Il est chouette le ciel de ma Provence, lorsqu’ en montée initiale, il peint le pare-brise en bleu, avec le fantôme de l’hélice entre nous.
Il est d’autant plus chouette qu’en place droite, il y a un copain, pilote lui-même ou non, ou un « morpion de carlingue » qui découvre l’aviation de loisir, la « petite » aviation…
Vous m’avez vu venir… aux Vieilles Tiges, on tend la main aux jeunes qui vibrent en entendant un avion, qui lisent Buck Danny et attendent avec impatience la prochaine version du film Topgun… (un amiral commandant l’aéronavale m’a dit un jour: je suis de la génération Topgun, c’est en voyant ce film que j’ai voulu être pilote de l’aéronavale…)
Partager avec ceux qui ne le connaissaient pas jusque là, le plaisir subtil d’évoluer dans les trois dimensions, de regarder la planète comme une énorme carte en relief, ou partager la manœuvre avec un copain pilote qui lui aussi, apprécie la mécanique de la routine qui fait que tout s’enchaîne proprement, avec humilité faire ce que l’on doit faire au moment ou il faut le faire.
Plus tard, au débriefing du bar de l’escadrille, on construira la légende de cette ballade, mais une petite voix nous susurrera: « on était bien la haut… »
Je me souviens d’une publicité, il y a longtemps, dans tous les magazines: sur 2 pages, une magnifique photo d’un tableau de bord de voiture en ronce de noyer, et la légende: cette photo est dédiée à tous les petits garçons qui ont dit un jour: »quand je serai grand, j’aurai une Jaguar ».

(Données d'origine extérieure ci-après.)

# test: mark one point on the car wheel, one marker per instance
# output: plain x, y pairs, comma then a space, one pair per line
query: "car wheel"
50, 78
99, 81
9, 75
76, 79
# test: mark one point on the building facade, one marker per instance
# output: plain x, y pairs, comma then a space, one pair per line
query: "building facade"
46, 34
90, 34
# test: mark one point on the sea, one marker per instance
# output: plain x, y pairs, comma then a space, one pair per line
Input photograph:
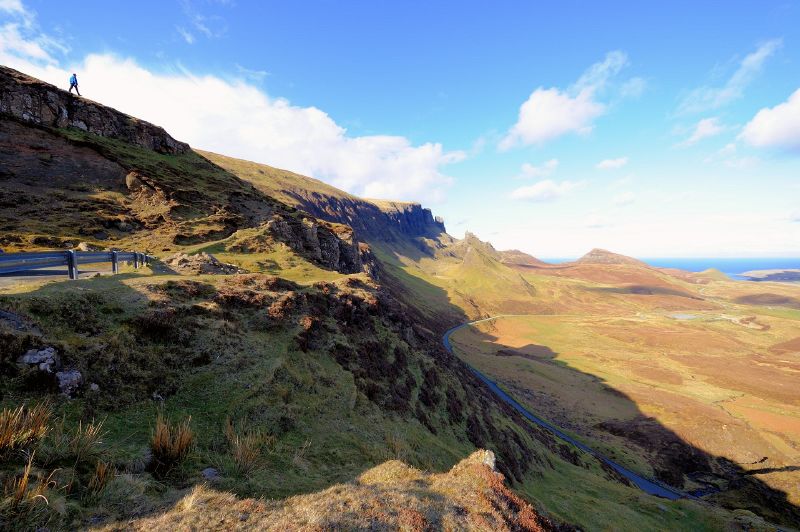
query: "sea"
732, 267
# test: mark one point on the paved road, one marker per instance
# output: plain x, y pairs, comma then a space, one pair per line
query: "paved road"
49, 274
648, 486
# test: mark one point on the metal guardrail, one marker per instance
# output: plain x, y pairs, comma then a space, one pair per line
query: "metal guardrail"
27, 262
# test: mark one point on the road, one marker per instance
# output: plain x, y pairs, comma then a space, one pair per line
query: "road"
650, 487
50, 274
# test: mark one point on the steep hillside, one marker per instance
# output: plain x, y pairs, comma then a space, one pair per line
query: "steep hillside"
392, 496
371, 219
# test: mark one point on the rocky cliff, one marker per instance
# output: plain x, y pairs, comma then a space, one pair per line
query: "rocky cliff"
36, 102
73, 170
372, 220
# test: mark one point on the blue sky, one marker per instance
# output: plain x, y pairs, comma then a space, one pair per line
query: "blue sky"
549, 127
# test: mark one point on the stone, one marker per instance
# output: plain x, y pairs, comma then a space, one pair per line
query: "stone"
210, 474
69, 381
201, 263
45, 359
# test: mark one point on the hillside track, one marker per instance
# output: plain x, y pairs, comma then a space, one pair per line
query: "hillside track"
651, 487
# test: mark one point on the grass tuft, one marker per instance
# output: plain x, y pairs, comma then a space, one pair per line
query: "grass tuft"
246, 448
23, 503
170, 445
22, 427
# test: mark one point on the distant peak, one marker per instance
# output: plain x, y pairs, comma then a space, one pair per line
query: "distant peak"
603, 256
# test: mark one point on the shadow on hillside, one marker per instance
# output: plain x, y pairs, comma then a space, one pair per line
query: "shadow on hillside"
673, 458
642, 290
674, 461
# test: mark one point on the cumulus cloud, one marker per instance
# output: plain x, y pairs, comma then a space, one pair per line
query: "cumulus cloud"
706, 98
547, 190
551, 113
705, 128
777, 127
612, 164
625, 198
529, 170
234, 117
11, 6
185, 34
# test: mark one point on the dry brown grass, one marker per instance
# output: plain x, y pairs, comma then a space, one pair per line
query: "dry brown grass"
23, 504
392, 496
246, 448
170, 444
23, 426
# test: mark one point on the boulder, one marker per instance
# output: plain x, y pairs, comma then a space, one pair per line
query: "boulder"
45, 359
69, 381
201, 263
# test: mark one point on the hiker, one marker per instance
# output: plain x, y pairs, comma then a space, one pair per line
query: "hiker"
73, 84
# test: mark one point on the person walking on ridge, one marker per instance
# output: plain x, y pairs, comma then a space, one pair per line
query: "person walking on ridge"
73, 84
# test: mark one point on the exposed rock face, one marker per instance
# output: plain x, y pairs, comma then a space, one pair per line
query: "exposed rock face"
202, 263
46, 359
69, 381
412, 219
34, 101
386, 221
332, 247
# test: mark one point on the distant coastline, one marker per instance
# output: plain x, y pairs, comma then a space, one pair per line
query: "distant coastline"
735, 268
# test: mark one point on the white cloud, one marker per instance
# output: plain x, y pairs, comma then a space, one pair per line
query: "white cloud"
633, 88
729, 156
612, 164
12, 6
547, 190
233, 117
529, 170
596, 221
187, 35
551, 113
625, 198
251, 74
705, 128
210, 25
776, 127
706, 98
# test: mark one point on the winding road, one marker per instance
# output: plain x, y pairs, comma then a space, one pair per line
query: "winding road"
650, 487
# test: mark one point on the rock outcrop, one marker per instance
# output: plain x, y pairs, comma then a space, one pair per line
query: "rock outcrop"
374, 220
602, 256
200, 264
33, 101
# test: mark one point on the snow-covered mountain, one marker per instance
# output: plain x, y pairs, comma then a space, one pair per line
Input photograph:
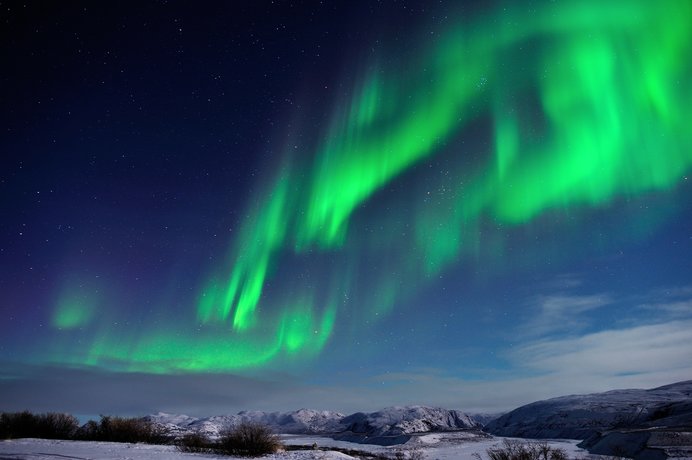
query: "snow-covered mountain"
391, 426
304, 421
581, 416
394, 425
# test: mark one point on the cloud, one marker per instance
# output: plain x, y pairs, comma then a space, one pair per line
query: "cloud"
648, 349
562, 312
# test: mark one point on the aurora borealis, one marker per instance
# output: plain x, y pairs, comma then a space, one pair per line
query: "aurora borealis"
397, 198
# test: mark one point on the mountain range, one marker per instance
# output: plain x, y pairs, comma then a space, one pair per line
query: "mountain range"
651, 424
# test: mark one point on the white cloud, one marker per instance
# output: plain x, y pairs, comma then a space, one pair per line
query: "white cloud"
562, 312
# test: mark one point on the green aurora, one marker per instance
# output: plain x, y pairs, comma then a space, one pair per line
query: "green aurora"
588, 103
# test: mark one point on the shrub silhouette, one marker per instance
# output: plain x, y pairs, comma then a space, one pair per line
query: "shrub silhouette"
195, 442
517, 450
121, 429
27, 425
249, 440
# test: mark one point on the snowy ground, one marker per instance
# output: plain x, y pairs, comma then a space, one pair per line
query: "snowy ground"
438, 446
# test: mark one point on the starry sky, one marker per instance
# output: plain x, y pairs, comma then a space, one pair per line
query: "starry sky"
216, 206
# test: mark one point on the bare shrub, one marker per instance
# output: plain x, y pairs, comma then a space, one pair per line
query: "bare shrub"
56, 426
517, 450
249, 440
121, 429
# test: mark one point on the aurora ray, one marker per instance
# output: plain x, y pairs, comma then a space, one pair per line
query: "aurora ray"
585, 104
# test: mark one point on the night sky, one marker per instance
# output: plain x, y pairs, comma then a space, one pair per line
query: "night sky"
214, 206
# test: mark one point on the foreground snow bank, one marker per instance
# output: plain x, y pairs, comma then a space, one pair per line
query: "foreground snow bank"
46, 449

J’ai envie de parler des Vieilles Tiges à tous les petits garçons qui ont dit un jour: « quand je serai grand, je serai pilote ». Tous, ici, nous l’avons dit. Tous ici ne le sont pas devenus. Mais là ou on doit aller plus loin, c’est que l’on peut dire aux petits garçons, et aux petites filles, -et çà, c’est pas du politiquement correct, c’est la vraie vérité, les filles, vous aussi, vous pouvez-, on peut et on a le devoir de dire : prenez de l’altitude, décortiquez ce qui vous fait vibrer, et vous allez trouver d’autres voies pour faire partie du sérail.
Bernard Chabbert a remis en vogue le terme d’Aviateur. J’aime bien cette idée : une communauté rassemblée autour d’une technique, d’une science, d’une passion…
Dans l’Armée de l’Air, le plus humble des employés aux écritures, des magasiniers, des cuisiniers, s’appelle « Aviateur ». Ben oui, sans tous ces gens, il n’y aurait pas de pilotes.
Alors, chaque fois qu’un avion fait un tour de piste, il y a des employés aux écritures, des soutiers, sans qui cela ne serait pas arrivé.
Si les Vieilles Tiges permettent à un jeune qui rêve d’être pilote de le devenir ou de découvrir une filière qui fera de lui un Aviateur, on aura gagné.
Et en attendant, je revois le visage heureux de ce jeune handicapé que sa maman a amené cet après-midi à l’Aéroclub car il ne parle que d’avions. Ce gamin ne sera jamais pilote, mais pour sa passion, à la faveur de la balade programmée dès que l’aérologie le permet, ce sera un grand bonheur pour moi de le faire entrer dans la famille des Aviateurs.